I started my tiny house search by visiting a tiny house listed for sale on craigslist. The house was 60 square feet, had a fold-down bed that took up about 50 of those square feet, and a tiny woodstove tucked into the remaining strip of floor, with a scant few inches of clearance on either side. The house was sheathed in plywood and otherwise unfinished. It could be lifted by tractor onto a snowmobile trailer; I own neither a tractor nor a snowmobile trailer. Uninspired, I went to the library and checked out Lloyd Kahn’s “Tiny Homes: Simple Shelter” yet again, put myself on the waiting list for a tiny house introductory weekend course in Boston, and returned to the drawing board.

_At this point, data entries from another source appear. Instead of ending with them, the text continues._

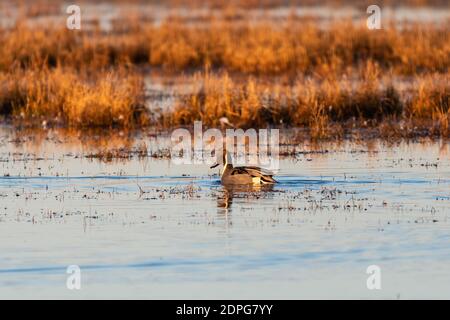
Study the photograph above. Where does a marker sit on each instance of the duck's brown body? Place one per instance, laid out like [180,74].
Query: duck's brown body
[244,175]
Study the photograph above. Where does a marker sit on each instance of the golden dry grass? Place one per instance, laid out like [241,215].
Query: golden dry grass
[257,75]
[59,96]
[266,48]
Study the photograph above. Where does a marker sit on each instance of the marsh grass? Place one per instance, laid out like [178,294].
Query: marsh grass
[261,74]
[265,48]
[64,97]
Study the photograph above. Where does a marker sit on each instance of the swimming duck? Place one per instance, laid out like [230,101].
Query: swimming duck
[245,175]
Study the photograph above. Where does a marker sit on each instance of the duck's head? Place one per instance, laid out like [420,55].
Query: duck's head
[225,159]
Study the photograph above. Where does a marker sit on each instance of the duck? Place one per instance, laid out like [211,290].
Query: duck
[245,175]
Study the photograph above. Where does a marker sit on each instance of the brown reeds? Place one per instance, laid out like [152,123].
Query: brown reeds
[295,47]
[64,97]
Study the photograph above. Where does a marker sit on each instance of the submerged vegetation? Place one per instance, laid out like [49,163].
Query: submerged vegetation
[293,74]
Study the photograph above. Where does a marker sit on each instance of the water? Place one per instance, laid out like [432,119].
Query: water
[183,236]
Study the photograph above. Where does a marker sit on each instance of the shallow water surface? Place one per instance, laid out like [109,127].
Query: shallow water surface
[145,228]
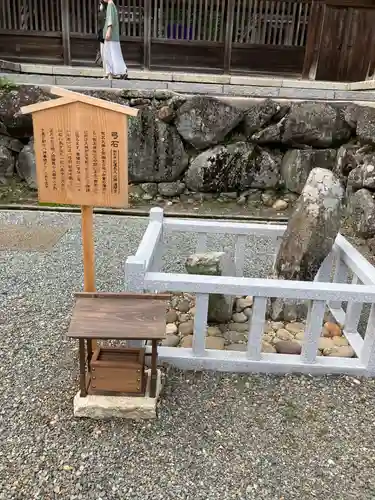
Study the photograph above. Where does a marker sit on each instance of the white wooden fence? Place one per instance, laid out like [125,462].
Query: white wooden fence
[143,274]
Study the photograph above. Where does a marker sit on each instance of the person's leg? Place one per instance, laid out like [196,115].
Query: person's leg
[103,60]
[119,67]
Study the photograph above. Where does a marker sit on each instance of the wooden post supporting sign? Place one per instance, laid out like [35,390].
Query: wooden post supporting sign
[81,148]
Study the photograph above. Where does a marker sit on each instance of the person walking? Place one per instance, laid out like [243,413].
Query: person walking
[100,36]
[113,61]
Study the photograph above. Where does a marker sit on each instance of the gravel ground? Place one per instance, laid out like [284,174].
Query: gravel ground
[218,437]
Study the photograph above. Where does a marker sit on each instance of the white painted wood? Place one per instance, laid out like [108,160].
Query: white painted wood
[134,274]
[340,275]
[368,349]
[353,311]
[354,338]
[355,261]
[149,243]
[156,214]
[239,254]
[223,227]
[201,243]
[303,290]
[254,343]
[313,330]
[320,291]
[200,324]
[233,361]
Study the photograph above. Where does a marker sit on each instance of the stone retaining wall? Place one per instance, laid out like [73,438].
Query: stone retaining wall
[181,146]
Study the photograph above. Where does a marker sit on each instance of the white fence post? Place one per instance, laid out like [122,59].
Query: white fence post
[200,324]
[325,270]
[134,274]
[239,256]
[157,214]
[353,311]
[313,330]
[254,345]
[340,276]
[367,356]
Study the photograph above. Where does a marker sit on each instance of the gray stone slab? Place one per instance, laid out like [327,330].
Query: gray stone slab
[309,94]
[138,85]
[29,79]
[9,66]
[109,407]
[77,71]
[196,88]
[82,82]
[251,91]
[359,95]
[200,78]
[41,69]
[256,81]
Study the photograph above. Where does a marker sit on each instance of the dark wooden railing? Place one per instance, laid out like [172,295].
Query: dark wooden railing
[264,36]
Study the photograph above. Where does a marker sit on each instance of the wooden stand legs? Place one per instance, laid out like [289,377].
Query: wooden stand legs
[154,373]
[87,217]
[82,368]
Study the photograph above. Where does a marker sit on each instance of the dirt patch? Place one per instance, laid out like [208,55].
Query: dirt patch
[29,238]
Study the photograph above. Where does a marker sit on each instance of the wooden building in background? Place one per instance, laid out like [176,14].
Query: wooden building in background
[320,39]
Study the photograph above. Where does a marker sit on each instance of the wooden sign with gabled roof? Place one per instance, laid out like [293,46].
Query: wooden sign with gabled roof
[81,155]
[81,150]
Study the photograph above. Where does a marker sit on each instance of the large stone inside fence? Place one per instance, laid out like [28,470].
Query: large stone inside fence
[311,232]
[312,227]
[220,306]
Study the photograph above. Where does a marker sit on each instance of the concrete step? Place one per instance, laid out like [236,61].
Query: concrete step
[216,85]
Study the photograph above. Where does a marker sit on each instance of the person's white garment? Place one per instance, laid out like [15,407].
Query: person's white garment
[113,62]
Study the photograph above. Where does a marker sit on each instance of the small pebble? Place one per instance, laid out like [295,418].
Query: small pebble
[170,329]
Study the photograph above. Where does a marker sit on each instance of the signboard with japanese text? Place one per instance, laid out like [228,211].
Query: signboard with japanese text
[81,155]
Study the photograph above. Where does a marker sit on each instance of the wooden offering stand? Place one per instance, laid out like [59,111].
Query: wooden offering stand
[117,316]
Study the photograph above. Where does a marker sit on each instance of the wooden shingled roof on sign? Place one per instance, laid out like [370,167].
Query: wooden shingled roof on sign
[119,316]
[68,97]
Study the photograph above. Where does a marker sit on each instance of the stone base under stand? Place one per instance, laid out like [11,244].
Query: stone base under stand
[106,407]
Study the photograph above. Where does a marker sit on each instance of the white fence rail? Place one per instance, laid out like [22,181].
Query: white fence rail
[143,274]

A few months later, still on that waiting list, I bumped into an acquaintance and local builder, Maria Klemperer-Johnson. As she picked out her vegetables at the winter CSA where I was working, I casually asked her about tiny houses. “I think I want to build one, but I’ve never built anything before.” I said. “Is it possible? Do you know of a good school where I can learn my basic carpentry skills?” Thus Hammerstone School was born.

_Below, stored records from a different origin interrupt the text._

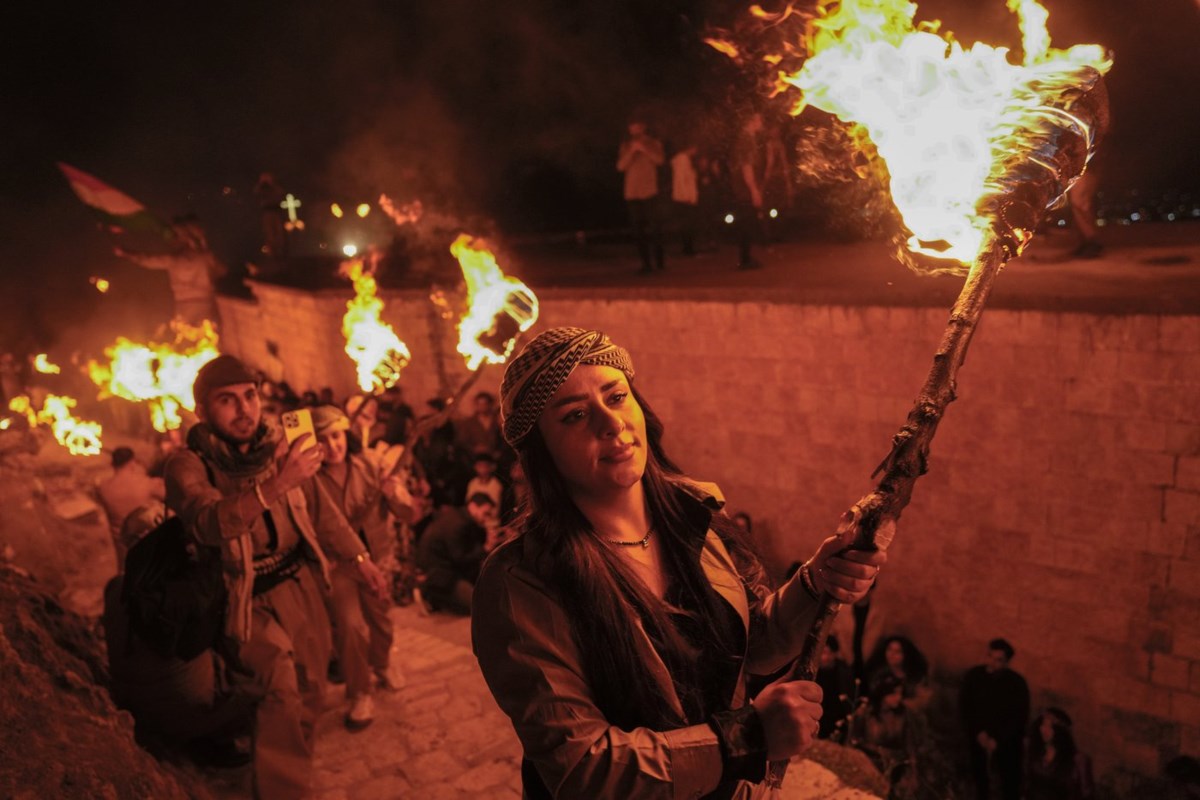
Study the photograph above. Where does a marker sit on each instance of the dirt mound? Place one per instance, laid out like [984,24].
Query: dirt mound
[61,734]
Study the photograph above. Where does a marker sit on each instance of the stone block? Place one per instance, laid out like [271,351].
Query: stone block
[1145,728]
[1180,334]
[1164,539]
[1187,475]
[1185,707]
[1182,507]
[483,779]
[1185,577]
[1169,671]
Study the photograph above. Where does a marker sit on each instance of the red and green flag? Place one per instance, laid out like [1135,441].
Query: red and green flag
[117,210]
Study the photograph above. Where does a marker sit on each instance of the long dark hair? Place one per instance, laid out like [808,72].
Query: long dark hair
[603,596]
[1062,740]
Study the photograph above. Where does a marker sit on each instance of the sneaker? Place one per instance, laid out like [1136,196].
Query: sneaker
[393,678]
[361,714]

For the past 12 years, working in a cabinetry shop, building straw bale and timber frame sustainable structures, refurbishing high-end homes with a local company, and running her own carpentry business, Maria was almost always the only woman at each job site. Feeling that half of our country’s design and building potential is missing, simply because women are not encouraged in or taught the building trades, Maria began planning her carpentry school for women. When we started talking about my tiny house, she was ready. “I’ve been waiting for this opportunity for years! Let’s team up,” was her response. “You provide the materials. I’ll teach a class. We’ll build your house, and you and the other students will learn the skills you need as we go.” Flyers were made. Designs were drawn and discussed and drawn again. Local green lumber was purchased and stacked to dry. Students signed up. I found and bought a rusty, broken down Shasta pull-behind camper, demolished it, and had the chassy sandblasted and repainted. On the first day of class, students arrived with new tool belts. Maria handed us crisp design plans, and my trailer was our backdrop in the shop, complete with a new license plate and ready to be transformed into my home.

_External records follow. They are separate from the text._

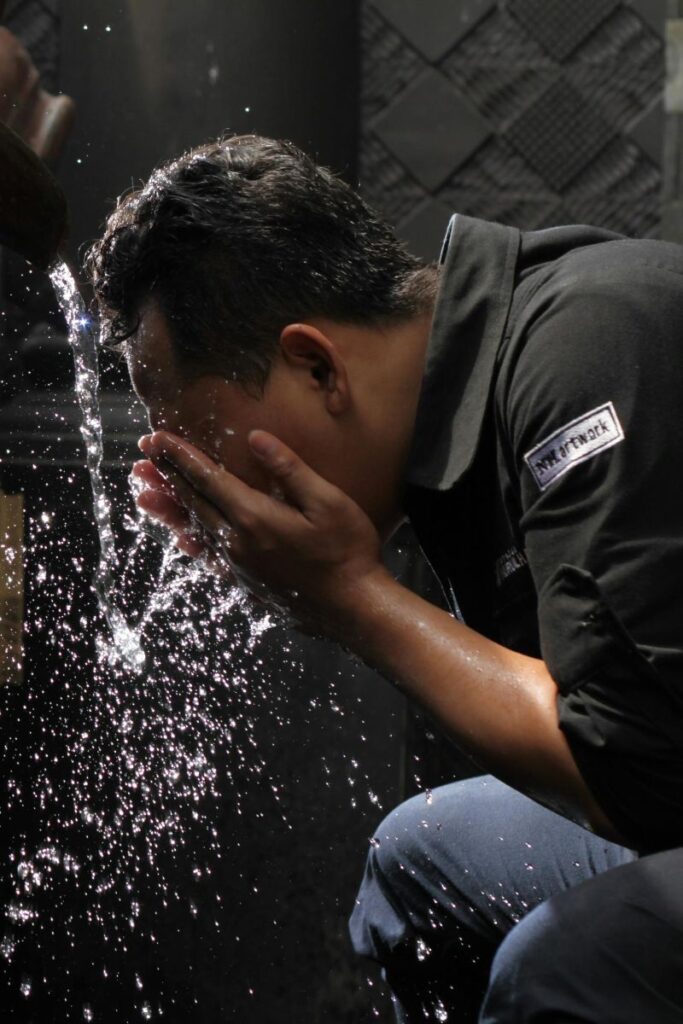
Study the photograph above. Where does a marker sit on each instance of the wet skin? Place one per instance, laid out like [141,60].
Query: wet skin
[343,398]
[295,502]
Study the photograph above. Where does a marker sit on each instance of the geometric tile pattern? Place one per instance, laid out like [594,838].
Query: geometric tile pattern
[431,128]
[435,26]
[560,26]
[528,112]
[559,134]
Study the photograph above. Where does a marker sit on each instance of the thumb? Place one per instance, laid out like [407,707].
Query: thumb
[300,483]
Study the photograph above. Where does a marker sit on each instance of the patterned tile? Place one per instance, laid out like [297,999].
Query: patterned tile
[559,134]
[431,128]
[434,30]
[560,26]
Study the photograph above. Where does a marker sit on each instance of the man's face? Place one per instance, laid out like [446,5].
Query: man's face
[217,415]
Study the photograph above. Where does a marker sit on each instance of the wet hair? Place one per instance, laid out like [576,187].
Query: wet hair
[239,238]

On our first day of class, all eight of us students talked about our past experiences building. Aside from a chicken coop here and a refinished bookshelf there, most of us were beginners. A couple of women had already set up a small workshop and were feeling their ways through home improvements. All of us were wowed by our first lesson on accurate measuring with a tape, a skill with nuances we had never before considered. This simultaneously humbling and empowering start to the class set the stage for the build. Ready and eager, we jumped into every aspect of the course. Whether we were learning to hold a circular saw, adjust for the saw kerf, or countersink a screw, or we were taking copious notes on advanced framing techniques and wood grain orientation, we were sponges, soaking in all that we could learn, and aware of our inherent capacity to put it into practice.
Personally, as the owner of our project, I got the most opportunity to practice what we learned, and I was not always certain of my capacity for success. There were moments when I mis-set a nail so many times, scrunched in my loft with frozen toes, that I called Maria in tears and wanted to sell my house and give in to a life of renting mediocre apartments. There were moments when I just didn’t care what color my trim paint would be, or where my kitchen sink was set into the counter top. But each week, with the return of my fellow classmates, excitement and hope returned. This house would be completed, it would be beautiful, and it would be built by us: the women of Hammerstone School.
We hoped this process would take a summer. It took a year. I imagined my home as a glorified cabin with a nail to hang my jacket and a rough plank along the ceiling holding my books. Instead I have a fully trimmed and painted, insulated and weatherized HOME, complete with timber framed brackets, cedar closets, and a stainless steel kitchen. Though tiny and humble, my house is the most beautiful place I’ve ever lived.
Now that it’s said and done, and I’m living in my home, I’m grateful for every piece of the process. At a Hammerstone open house last week, many students came to see the finished product from our 2013 classes. I heard them walking through my house with their families, saying, “yes, we built these bookshelves together in one day! And that’s the window I trimmed with my partner. The beadboard? We blind nailed each piece individually – that’s why you can’t see the nails!” I thought: yes, I feel proud of this house after so much of my own time went into it. But there is much more value in this home because of the community of women who feel ownership of this tiny house, and who tackle carpentry projects in their lives with new confidence because of the skills they learned through this build. These women, with the help of Hammerstone School, lent me their love, their willingness to learn, and their labor to make that scrappy old camper-trailer my true and lovely home.